Маха решила принять участие в разговоре – её отношение к людям после совместных медитаций заметно менялось, что‑то такое она про них для себя понимала. Учитель Парабат удивлённо уставился на положенный к его ступням запасной нож Шишагова, перевёл взгляд на Романа:
– Ты можешь объяснить, что это значит?
Шишагов пожал плечами:
– Похоже, она считает, что тебе не мешало бы слегка вооружиться – либо учуяла твои скрытые опасения, либо чьё‑то недружелюбное внимание к тебе, я сам не разбираюсь до конца в её возможностях – у меня таких нет. Но к мнению прислушиваюсь, и никогда об этом не жалел. А может, она учуяла твои воспоминания о проблемах со слишком жёстким куском мяса. Бери ножик, жрец, в хозяйстве пригодится, не самое плохое лезвие, у вас тут сталь пока не в ходу.
* * *
– Мама распоряжается здесь, и я ей часто помогаю – здешние пастухи не умели раньше правильно работать с животными. Сейчас коровы дают больше молока, а бычки быстрее прибавляют в весе.
В этот день Романа оставили в покое – у мудрейших по плану какая‑то сходка, после которой будет торжественное богослужение, и Этайн потащила Рому показать, чем занимаются они с матерью.

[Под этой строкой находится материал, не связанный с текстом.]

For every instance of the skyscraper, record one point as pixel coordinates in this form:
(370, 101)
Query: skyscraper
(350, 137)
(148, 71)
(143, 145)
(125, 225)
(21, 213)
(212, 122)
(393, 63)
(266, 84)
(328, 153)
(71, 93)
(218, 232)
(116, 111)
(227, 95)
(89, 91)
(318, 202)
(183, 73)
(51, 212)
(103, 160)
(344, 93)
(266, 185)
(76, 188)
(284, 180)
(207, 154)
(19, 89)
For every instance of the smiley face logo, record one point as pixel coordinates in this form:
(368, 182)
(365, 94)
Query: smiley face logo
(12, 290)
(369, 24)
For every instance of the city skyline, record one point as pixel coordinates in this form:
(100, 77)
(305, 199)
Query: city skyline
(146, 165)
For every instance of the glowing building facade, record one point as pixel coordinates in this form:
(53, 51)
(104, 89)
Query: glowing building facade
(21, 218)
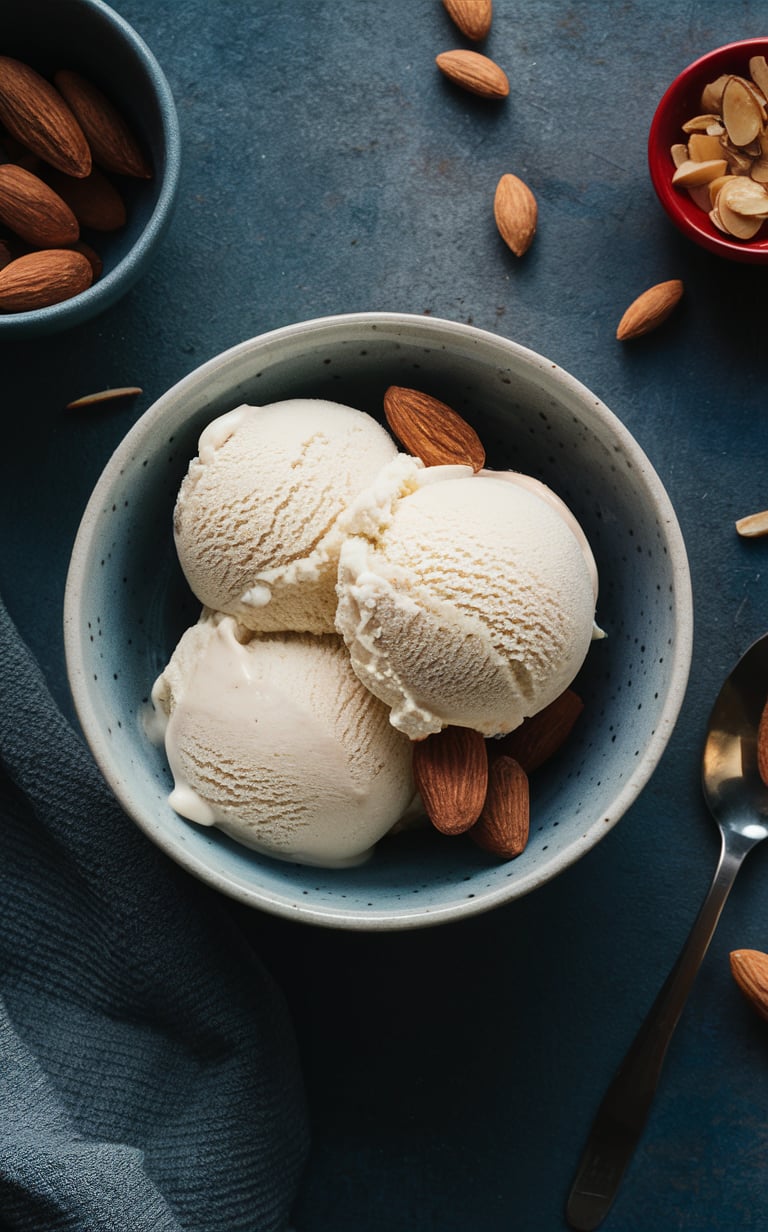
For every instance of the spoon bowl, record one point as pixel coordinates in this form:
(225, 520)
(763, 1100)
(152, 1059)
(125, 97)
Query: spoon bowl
(737, 798)
(736, 795)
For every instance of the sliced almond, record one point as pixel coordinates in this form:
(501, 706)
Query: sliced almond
(762, 745)
(93, 399)
(750, 970)
(650, 309)
(679, 153)
(740, 226)
(711, 94)
(473, 72)
(450, 770)
(432, 430)
(758, 72)
(689, 174)
(703, 147)
(741, 112)
(753, 525)
(517, 212)
(743, 196)
(700, 123)
(504, 822)
(714, 187)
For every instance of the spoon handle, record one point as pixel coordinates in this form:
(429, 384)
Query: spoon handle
(625, 1106)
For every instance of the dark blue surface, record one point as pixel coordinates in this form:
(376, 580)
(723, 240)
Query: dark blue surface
(328, 168)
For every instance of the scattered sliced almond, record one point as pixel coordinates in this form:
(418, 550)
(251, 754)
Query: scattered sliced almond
(432, 430)
(471, 16)
(515, 212)
(750, 970)
(690, 174)
(650, 309)
(473, 72)
(753, 525)
(762, 745)
(91, 399)
(450, 770)
(543, 734)
(504, 822)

Огороженные частоколом загоны для скота примыкают к колесу Севера с юго – востока, занимают большую территорию. Молоком и мясом город обеспечивает себя сам, скупая у окрестных жителей излишки зерна – на укрытом топями песчаном острове мало пригодной для посева земли. Об этой экскурсии они договорились давно, Маху оставили дома, чтобы лишний раз не пугать скотину. Миновав загоны для овец и коз, выходят на огороженную площадку.
– Здесь соединяют быков с коровами.
Спасает их звериное чутьё Шишагова – учуяв чужую ярость, Роман успевает забросить Этайн на камышовую крышу овечьего сарая и отпрыгивает из‑под самых копыт разъярённого быка. Промахнувшись, черный зверь с белым ремнём вдоль хребта стремительно разворачивается и начинает наводиться на Романа, опустив тяжёлую голову к изрытому песку.
"Красив, скотина!" – успевает подумать Роман до того, как приходится уклоняться от атаки рогатого танка. Острый конец рога, налитый кровью бычий глаз, мотающееся ухо раз за разом проносятся в пяди от Роминых боков, но убивать животное Шишагов не хочет, убегать тоже – ему нравится эта игра. Разлетается в стороны песок из‑под копыт и сапог, в боевом режиме движения быка смотрятся, как в замедленном показе – плавно перемещаются ноги, разгоняя для очередного рывка тяжёлую тушу, перекатываются мышцы под блестящей шкурой. Когда бычара после очередного промаха в ярости роет грунт копытом и мотает головой, в стороны разлетаются хлопья белой пены. Рома пропускает сопящего зверя впритирку, иногда хлопает его ладонью по холке или лохматой заднице. У входа на площадку, не решаясь вмешаться, толпятся орущие скотоводы. Спектакль пора заканчивать. Роман, очередной раз увёртывается от рогов и плечом толкает проносящееся мимо него животное в круп. Быка заносит, он боком бьётся об ограду и на мгновение останавливается, пытаясь понять, что случилось. Не успел – подскочивший человек хватает его за рога, выворачивает голову и валит на песок, не давая подняться. Набежавшие скотники быстро спутывают бычьи ноги верёвками, кто‑то окатывает рогатую башку холодной водой из деревянного ведра.